I spent some time today reading through the WWW2009 paper on “Mapping the World’s Photos”, from David Crandall et al . The paper reports on a work analyzing a large number (35 million) of photographs extracted from Flickr, including their metadata. The interesting point of the paper is that they combine various analysis tools: they analyse the users’ tags, the geo location in the photos’ metadata, timing information of a series of photos from the same user, and image processing analysis of the photos’ content. The combination of many different types of information leads to a better clustering of the photo data: photos can be organized in terms of location (either on large scale, ie, on the level of, say, a city, or on a much smaller scale, ie, on the level of a landmark like the Eiffel Tower). This clustering can be done without a priori knowledge of the image contents themselves.
There is the technology/algorithmic side of the paper that I cannot really comment on, I am not familiar enough with the clustering algorithms they used. However, at least for me, the more interesting aspect of the paper is the “social’’ one. As the authors say:
As researchers discovered a decade ago with large-scale collections of Web pages, studying the connective structure of a corpus at a global level exposes a fascinating picture of what the world is paying attention to. In the case of global photo collections, it means that we can discover, through collective behavior, what people consider to be the most significant landmarks both in the world and within specific cities […]; which cities are most photographed […] which cities have the highest and lowest proportions of attention-drawing landmarks […]; which views of these landmarks are the most characteristic […]; and how people move through cities and regions as they visit different locations within them […]. These resulting views of the data add to an emerging theme in which planetary-scale datasets provide insight into different kinds of human activity — in this case those based on images[…].
And this, of course, is really fascinating. But… it can also be dangerous if not done with care, because it is way too easy to jump on false conclusions. Indeed, study of such corpus cannot and should not be done, at least in my view, without a careful consideration of social, cultural, and economical issues. (This is of course no critique on the authors at all who concentrated on the algorithmic aspect only and did a great work at that!)
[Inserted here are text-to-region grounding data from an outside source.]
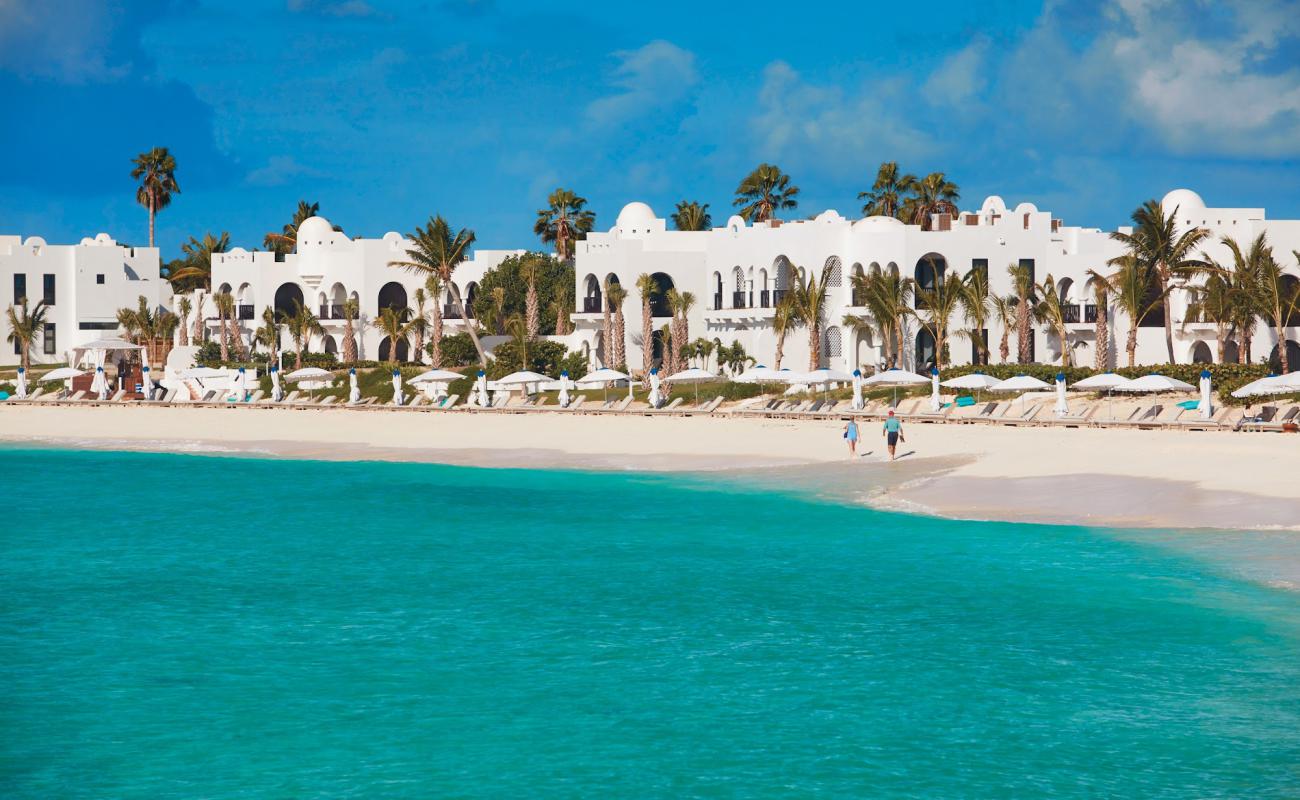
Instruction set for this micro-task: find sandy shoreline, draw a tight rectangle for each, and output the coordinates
[1,404,1297,531]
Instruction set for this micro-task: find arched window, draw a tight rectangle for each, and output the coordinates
[377,282,408,315]
[274,282,304,316]
[825,256,842,288]
[773,257,793,292]
[1190,341,1212,363]
[823,325,842,368]
[378,336,410,363]
[1224,339,1240,364]
[732,266,747,309]
[711,272,723,309]
[914,253,947,308]
[322,334,338,355]
[1269,339,1300,373]
[583,274,602,314]
[649,273,674,318]
[916,329,936,370]
[850,263,865,305]
[236,283,254,320]
[464,282,478,318]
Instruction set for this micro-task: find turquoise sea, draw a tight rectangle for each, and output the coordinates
[2,447,1299,798]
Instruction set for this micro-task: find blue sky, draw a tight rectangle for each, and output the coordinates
[2,0,1298,258]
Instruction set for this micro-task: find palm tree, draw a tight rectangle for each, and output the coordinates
[958,267,991,365]
[672,201,712,231]
[794,262,834,369]
[341,297,360,364]
[1110,199,1209,363]
[389,215,485,366]
[914,272,964,368]
[551,281,573,336]
[1252,238,1299,372]
[263,200,339,255]
[849,262,913,368]
[665,289,696,375]
[1035,274,1074,367]
[733,163,799,223]
[990,294,1017,364]
[6,300,47,369]
[1183,271,1234,364]
[167,231,230,292]
[212,291,234,362]
[254,306,280,363]
[903,172,959,230]
[505,313,529,369]
[131,147,179,247]
[191,290,207,343]
[534,188,596,261]
[601,277,614,367]
[409,287,430,366]
[1108,254,1164,368]
[858,161,917,219]
[635,273,658,375]
[606,281,629,370]
[372,306,412,365]
[423,275,443,367]
[176,295,192,347]
[772,294,800,370]
[281,300,323,369]
[1008,262,1035,363]
[521,258,541,340]
[116,296,175,363]
[1084,269,1112,370]
[479,287,507,336]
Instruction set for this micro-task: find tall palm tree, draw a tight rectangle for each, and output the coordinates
[903,172,960,230]
[914,272,964,368]
[551,281,573,336]
[389,215,485,365]
[131,147,179,247]
[534,188,595,261]
[281,300,323,369]
[254,306,280,363]
[636,273,658,375]
[410,287,430,366]
[858,161,917,219]
[1254,238,1299,372]
[479,287,507,336]
[601,277,614,367]
[606,281,629,370]
[1008,262,1035,363]
[167,231,230,292]
[176,295,192,347]
[1035,274,1074,367]
[772,295,800,370]
[263,200,340,255]
[794,262,833,369]
[850,262,913,368]
[423,275,443,367]
[1107,254,1164,368]
[341,297,359,364]
[521,257,541,340]
[1084,269,1111,370]
[191,290,207,343]
[958,267,991,365]
[672,201,712,231]
[372,306,412,365]
[5,300,47,369]
[1183,271,1234,364]
[1195,234,1269,364]
[990,294,1017,364]
[505,313,529,369]
[1110,199,1209,363]
[733,163,799,223]
[212,291,234,362]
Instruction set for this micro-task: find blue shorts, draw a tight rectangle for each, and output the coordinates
[887,432,899,447]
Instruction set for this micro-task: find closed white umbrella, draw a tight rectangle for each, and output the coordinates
[558,370,572,407]
[14,366,27,399]
[1112,374,1195,393]
[1197,369,1212,420]
[228,367,248,401]
[270,366,283,402]
[1054,372,1069,417]
[91,365,109,400]
[851,369,863,410]
[648,368,663,408]
[391,369,404,406]
[930,368,941,412]
[140,365,152,400]
[349,368,361,405]
[474,370,489,407]
[665,367,717,405]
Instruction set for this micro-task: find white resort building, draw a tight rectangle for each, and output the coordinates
[0,233,164,367]
[571,189,1300,373]
[205,216,523,362]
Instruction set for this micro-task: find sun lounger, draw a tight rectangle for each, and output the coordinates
[702,396,725,414]
[650,397,684,413]
[436,394,459,410]
[15,387,46,402]
[1045,402,1097,426]
[998,402,1043,426]
[246,390,264,403]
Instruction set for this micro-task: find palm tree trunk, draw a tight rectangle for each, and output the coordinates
[999,326,1010,365]
[1094,303,1108,371]
[430,307,443,367]
[1215,325,1226,363]
[1016,297,1030,363]
[219,312,229,363]
[641,300,653,375]
[295,336,304,370]
[774,327,787,370]
[448,282,487,366]
[343,316,356,364]
[808,324,821,370]
[1058,324,1069,367]
[526,280,539,340]
[602,303,612,368]
[1159,270,1176,363]
[148,195,156,248]
[1275,313,1290,372]
[613,308,626,369]
[1241,332,1252,364]
[1127,322,1138,368]
[192,292,205,343]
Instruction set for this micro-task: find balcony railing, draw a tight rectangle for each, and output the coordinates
[238,304,254,320]
[773,289,789,306]
[713,292,723,310]
[759,290,771,308]
[851,291,866,307]
[1084,304,1098,323]
[582,296,602,314]
[444,304,463,319]
[1061,304,1080,324]
[732,291,748,309]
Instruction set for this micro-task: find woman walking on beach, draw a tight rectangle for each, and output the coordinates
[844,419,859,459]
[883,410,904,461]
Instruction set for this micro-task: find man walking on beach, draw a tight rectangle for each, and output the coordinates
[883,410,904,461]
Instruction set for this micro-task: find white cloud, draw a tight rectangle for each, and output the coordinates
[922,39,989,108]
[584,40,698,127]
[0,0,129,81]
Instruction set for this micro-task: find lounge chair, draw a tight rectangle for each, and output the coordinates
[998,402,1043,426]
[701,396,725,414]
[1045,402,1096,426]
[559,395,586,411]
[9,387,45,402]
[246,390,265,403]
[435,394,459,410]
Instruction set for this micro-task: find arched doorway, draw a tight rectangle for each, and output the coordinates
[1190,341,1212,363]
[649,273,674,318]
[377,282,408,315]
[464,282,479,318]
[379,336,410,363]
[1268,339,1300,373]
[322,334,338,356]
[1224,339,1240,364]
[583,274,602,313]
[914,253,947,308]
[650,328,666,366]
[916,329,936,370]
[274,282,304,316]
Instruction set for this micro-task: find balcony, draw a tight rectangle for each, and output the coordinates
[712,292,723,310]
[773,289,789,306]
[1084,304,1098,323]
[238,305,254,320]
[444,304,466,320]
[732,291,748,309]
[582,296,602,314]
[1062,304,1080,324]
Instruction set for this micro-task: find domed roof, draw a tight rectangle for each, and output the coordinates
[853,215,904,228]
[616,202,656,230]
[1161,188,1205,213]
[296,216,335,245]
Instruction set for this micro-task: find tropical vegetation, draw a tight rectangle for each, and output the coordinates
[131,147,179,247]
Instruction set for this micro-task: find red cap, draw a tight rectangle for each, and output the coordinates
[887,410,895,416]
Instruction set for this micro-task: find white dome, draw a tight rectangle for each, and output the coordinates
[1161,188,1205,213]
[980,196,1007,214]
[853,215,904,228]
[726,215,746,230]
[616,202,656,230]
[814,209,844,224]
[22,236,47,247]
[296,216,335,245]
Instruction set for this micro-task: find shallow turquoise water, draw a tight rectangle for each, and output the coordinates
[2,448,1299,798]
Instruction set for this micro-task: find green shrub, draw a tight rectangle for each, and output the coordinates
[487,340,587,380]
[435,333,479,367]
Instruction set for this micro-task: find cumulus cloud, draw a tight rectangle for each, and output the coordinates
[585,40,698,126]
[922,39,989,109]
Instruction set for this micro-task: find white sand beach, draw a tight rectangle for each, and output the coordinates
[1,404,1297,530]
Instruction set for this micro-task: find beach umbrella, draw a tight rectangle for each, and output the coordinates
[91,365,109,400]
[1054,372,1069,417]
[391,368,404,405]
[14,367,27,399]
[270,365,283,402]
[666,367,717,405]
[409,369,462,383]
[349,368,361,405]
[1197,369,1212,419]
[1112,374,1196,393]
[285,367,332,381]
[648,367,662,408]
[795,368,855,400]
[140,365,152,400]
[930,367,941,412]
[851,369,864,410]
[1072,372,1127,420]
[577,367,628,403]
[990,374,1051,415]
[180,366,229,379]
[1231,372,1300,398]
[498,370,552,398]
[557,370,571,407]
[861,367,930,406]
[474,370,489,407]
[940,371,1000,403]
[40,367,84,382]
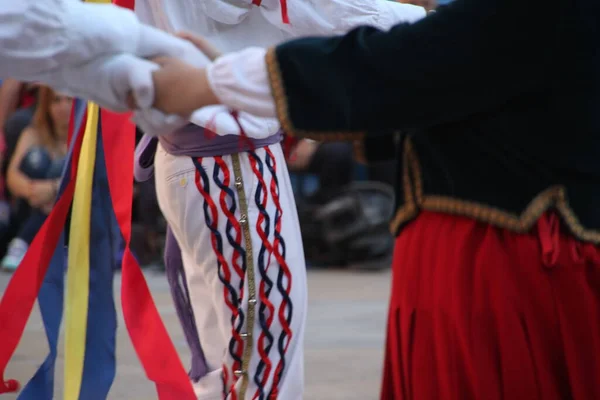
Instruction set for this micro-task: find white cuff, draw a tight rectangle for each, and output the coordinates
[206,47,277,118]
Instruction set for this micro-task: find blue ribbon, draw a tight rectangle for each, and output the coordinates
[18,100,119,399]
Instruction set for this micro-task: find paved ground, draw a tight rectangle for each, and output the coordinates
[1,267,391,400]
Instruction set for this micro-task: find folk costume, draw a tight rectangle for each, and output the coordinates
[198,0,600,398]
[132,0,425,399]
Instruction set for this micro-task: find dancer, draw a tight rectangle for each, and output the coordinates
[132,0,425,398]
[142,0,600,398]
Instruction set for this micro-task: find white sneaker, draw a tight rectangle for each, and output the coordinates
[1,238,28,272]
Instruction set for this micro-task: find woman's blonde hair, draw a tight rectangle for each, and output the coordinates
[31,86,68,149]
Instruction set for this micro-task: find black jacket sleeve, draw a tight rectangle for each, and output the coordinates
[267,0,555,140]
[361,130,398,162]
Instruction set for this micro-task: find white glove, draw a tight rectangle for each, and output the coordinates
[37,1,213,111]
[41,53,158,112]
[128,27,282,138]
[38,32,212,112]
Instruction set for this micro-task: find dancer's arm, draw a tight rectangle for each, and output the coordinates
[158,0,549,138]
[138,0,424,130]
[1,0,146,79]
[0,0,209,111]
[259,0,425,36]
[360,132,399,163]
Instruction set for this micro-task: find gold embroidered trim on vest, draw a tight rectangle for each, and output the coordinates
[390,138,600,244]
[387,140,420,232]
[265,47,365,142]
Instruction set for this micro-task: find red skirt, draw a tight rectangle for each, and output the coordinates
[381,211,600,400]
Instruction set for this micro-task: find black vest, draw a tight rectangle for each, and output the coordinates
[269,0,600,242]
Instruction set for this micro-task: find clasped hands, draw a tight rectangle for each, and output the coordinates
[126,32,225,136]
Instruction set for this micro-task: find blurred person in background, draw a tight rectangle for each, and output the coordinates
[0,79,27,131]
[287,138,397,270]
[0,80,40,257]
[0,80,40,191]
[287,139,354,203]
[1,87,70,271]
[0,81,40,191]
[131,126,166,268]
[1,80,40,164]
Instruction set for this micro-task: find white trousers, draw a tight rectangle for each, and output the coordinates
[155,143,307,400]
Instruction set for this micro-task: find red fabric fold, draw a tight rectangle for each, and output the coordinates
[382,211,600,400]
[101,110,195,399]
[107,0,195,397]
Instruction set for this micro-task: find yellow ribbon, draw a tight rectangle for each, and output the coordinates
[64,103,99,400]
[63,2,110,397]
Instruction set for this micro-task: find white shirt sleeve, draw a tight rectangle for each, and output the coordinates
[0,0,212,111]
[205,0,427,118]
[259,0,426,36]
[206,47,276,118]
[0,0,140,80]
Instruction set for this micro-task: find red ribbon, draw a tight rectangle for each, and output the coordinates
[109,1,195,398]
[280,0,289,24]
[0,108,195,399]
[281,133,299,161]
[250,0,288,23]
[101,111,195,399]
[113,0,135,9]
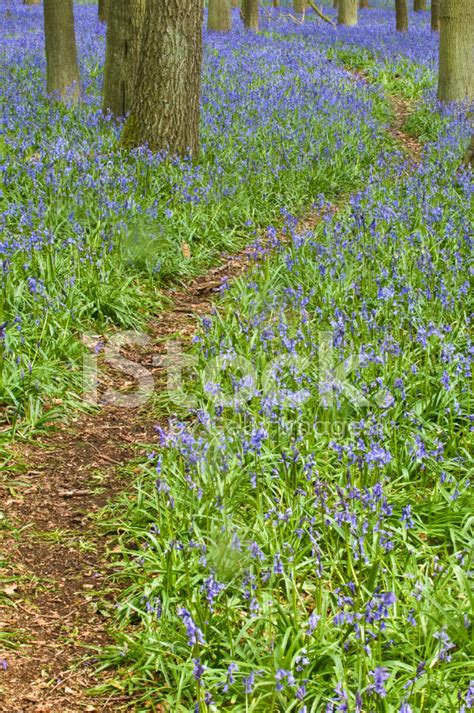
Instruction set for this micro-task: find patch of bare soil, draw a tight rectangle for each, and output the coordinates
[0,90,421,712]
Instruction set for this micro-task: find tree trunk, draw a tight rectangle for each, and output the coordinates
[338,0,357,25]
[359,0,369,8]
[273,0,280,6]
[43,0,81,103]
[437,0,474,103]
[294,0,307,12]
[333,0,338,8]
[431,0,440,30]
[103,0,145,118]
[395,0,408,32]
[208,0,232,30]
[232,0,239,7]
[121,0,204,159]
[461,134,474,168]
[23,0,41,5]
[242,0,259,30]
[413,0,426,11]
[98,0,107,22]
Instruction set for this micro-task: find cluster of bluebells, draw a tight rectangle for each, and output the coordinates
[0,1,385,417]
[110,36,472,713]
[4,3,472,710]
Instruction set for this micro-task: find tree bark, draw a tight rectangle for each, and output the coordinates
[359,0,369,8]
[98,0,107,22]
[121,0,204,159]
[43,0,81,103]
[437,0,474,103]
[273,0,280,6]
[24,0,41,5]
[242,0,259,30]
[103,0,145,118]
[333,0,338,8]
[208,0,232,30]
[338,0,357,25]
[395,0,408,32]
[431,0,440,30]
[231,0,239,7]
[413,0,426,11]
[294,0,307,12]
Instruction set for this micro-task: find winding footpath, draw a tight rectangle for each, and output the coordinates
[0,86,421,712]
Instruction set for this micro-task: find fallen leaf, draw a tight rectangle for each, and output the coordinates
[181,242,191,259]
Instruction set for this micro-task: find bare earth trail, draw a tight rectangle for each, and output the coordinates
[0,90,421,712]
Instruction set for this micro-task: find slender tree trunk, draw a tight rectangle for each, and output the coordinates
[103,0,145,118]
[431,0,440,30]
[395,0,408,31]
[43,0,81,103]
[338,0,357,25]
[413,0,426,11]
[359,0,369,8]
[208,0,232,30]
[294,0,307,12]
[333,0,339,8]
[23,0,40,5]
[242,0,259,30]
[98,0,107,22]
[437,0,474,103]
[121,0,204,159]
[232,0,239,7]
[273,0,280,6]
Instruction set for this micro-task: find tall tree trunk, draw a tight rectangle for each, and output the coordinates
[103,0,145,118]
[23,0,41,5]
[395,0,408,32]
[121,0,204,159]
[98,0,107,22]
[338,0,357,25]
[437,0,474,102]
[273,0,280,6]
[208,0,232,30]
[242,0,259,30]
[333,0,339,8]
[431,0,440,30]
[294,0,307,12]
[359,0,369,8]
[232,0,239,7]
[43,0,81,103]
[413,0,426,11]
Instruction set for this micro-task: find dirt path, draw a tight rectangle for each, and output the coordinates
[0,93,421,713]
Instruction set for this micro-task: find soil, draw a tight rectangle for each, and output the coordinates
[0,88,421,712]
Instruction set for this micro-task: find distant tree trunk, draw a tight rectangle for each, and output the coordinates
[273,0,280,6]
[333,0,338,8]
[338,0,357,25]
[103,0,145,118]
[359,0,369,7]
[294,0,307,11]
[413,0,426,10]
[98,0,107,22]
[395,0,408,32]
[242,0,259,30]
[43,0,81,103]
[462,134,474,168]
[431,0,440,30]
[121,0,204,159]
[232,0,239,7]
[208,0,232,30]
[23,0,41,5]
[437,0,474,103]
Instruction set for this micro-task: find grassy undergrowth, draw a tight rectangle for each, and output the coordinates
[0,3,393,436]
[94,18,473,713]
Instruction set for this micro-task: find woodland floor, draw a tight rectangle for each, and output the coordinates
[0,88,421,712]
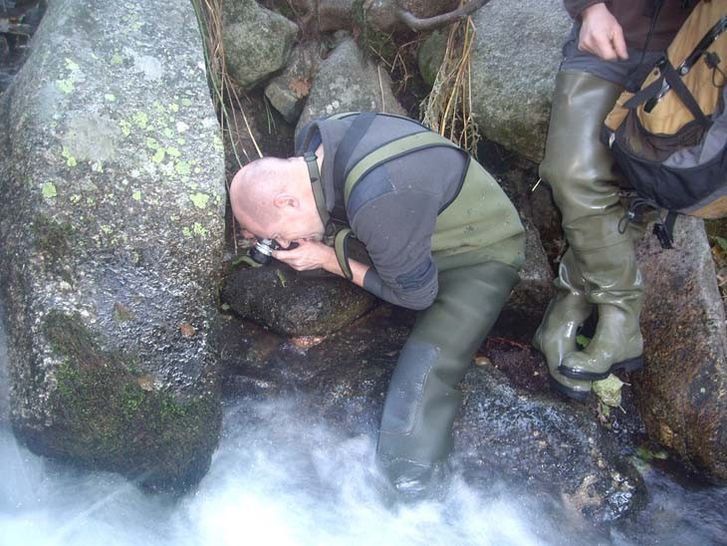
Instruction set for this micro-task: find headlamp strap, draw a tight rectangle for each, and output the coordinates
[304,152,330,228]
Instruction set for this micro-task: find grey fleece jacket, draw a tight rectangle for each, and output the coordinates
[295,113,468,310]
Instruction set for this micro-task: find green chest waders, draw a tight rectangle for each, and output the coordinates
[330,118,524,498]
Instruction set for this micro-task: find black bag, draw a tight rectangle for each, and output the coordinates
[603,0,727,246]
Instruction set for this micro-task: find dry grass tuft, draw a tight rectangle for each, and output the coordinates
[420,8,479,156]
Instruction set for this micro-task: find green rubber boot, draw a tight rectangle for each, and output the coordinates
[532,248,593,400]
[558,236,644,381]
[538,70,644,384]
[376,261,519,500]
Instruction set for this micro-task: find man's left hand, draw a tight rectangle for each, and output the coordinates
[271,239,335,271]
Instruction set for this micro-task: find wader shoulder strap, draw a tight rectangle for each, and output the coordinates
[332,130,462,279]
[343,131,460,204]
[333,112,377,215]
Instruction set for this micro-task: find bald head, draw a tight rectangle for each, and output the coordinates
[229,155,324,243]
[230,157,296,229]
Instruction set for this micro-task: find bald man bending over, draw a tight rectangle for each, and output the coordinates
[230,112,525,500]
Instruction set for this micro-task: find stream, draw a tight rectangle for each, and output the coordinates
[1,312,726,546]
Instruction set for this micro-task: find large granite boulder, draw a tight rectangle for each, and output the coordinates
[297,37,406,131]
[470,0,571,162]
[222,306,644,524]
[223,0,299,90]
[0,0,226,490]
[635,217,727,481]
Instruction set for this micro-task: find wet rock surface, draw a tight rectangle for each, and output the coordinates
[635,216,727,481]
[0,0,225,490]
[221,262,377,336]
[222,305,645,523]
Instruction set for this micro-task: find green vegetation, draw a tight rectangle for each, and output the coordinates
[43,311,220,485]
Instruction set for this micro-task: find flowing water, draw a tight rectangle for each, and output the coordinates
[1,312,726,546]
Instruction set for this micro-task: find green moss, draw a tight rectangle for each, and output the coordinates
[64,58,80,71]
[190,192,209,209]
[132,111,149,129]
[42,182,57,199]
[175,161,191,175]
[43,311,220,485]
[152,148,166,163]
[61,146,78,167]
[56,79,75,94]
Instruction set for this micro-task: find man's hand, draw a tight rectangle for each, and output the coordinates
[272,239,334,271]
[272,238,371,287]
[578,3,628,61]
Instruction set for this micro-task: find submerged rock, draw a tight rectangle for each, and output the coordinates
[635,217,727,481]
[0,0,225,490]
[224,306,645,523]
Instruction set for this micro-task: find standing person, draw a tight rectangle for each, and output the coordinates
[229,112,525,499]
[533,1,694,399]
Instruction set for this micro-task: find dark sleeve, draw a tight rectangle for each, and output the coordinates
[563,0,609,19]
[352,190,440,311]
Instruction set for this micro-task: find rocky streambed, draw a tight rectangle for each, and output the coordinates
[0,0,726,542]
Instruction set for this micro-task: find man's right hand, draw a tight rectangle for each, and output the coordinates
[578,2,629,61]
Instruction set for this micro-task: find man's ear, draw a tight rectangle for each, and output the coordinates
[272,193,298,209]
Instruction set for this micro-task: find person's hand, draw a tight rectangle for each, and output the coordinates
[578,3,628,61]
[271,239,335,271]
Let me take one example from the paper: the clustering algorithm produces a table “showing the most photographed places on Earth ranked by number of distinct photographers”. The first 15 cities on the list are: New York, London, San Francisco, Paris, Los Angeles, Chicago, Washington, Seattle, Rome, Amsterdam, Boston, Barcelona, San Diego, Berlin, and Las Vegas. 8 cities from the US, 7 from Western Europe. None from Canada, Asia, Africa, Australia, Latin America… Fascinating (and highly photogenic!) cities like Kyoto, Beijing, Rio de Janeiro, or Istambul are missing. This is not the fault of the authors: this is what this particular data set, ie, Flickr, gives you. However, can we, should we say that the World is not paying attention to these cities? I do not think so. To really draw conclusions, one would have to look at the demography of Flickr users, at economic issues, whether different communities use Flickr or some other photo site elsewhere in the World… The lack of Japanese cities in the list (knowing that Japanese make tons of pictures everywhere they go!) seems to indicate that their attitude towards social sites like Flickr might be different than what we are used to in “the West”. People going to Cairo may not have the same type of sophisticated cameras and easy Internet access to produce Flickr-quality pictures. And there may be many other different aspects that I do not even think of at this moment…
This is indeed an exciting line of research. But we, computer scientists, should be modest enough to realize that drawing social conclusions from such data requires us to work with experts in other disciplines. We could then come up with defensible conclusions that would be interesting to explore and exploit. Ie, the future, in this respect, lies in interdisciplinary work.
- Crandall, David, Backstrom, Lars, Huttenlocher, Daniel and Kleinberg, Jon (2009) ‘Mapping the World’s Photos’, In Maarek, Y. and Nejdl, W. (eds.), Proceedings of the 18th International Conference on World Wide Web, Madrid, Spain, ACM Press, pp. 761-770. Available online.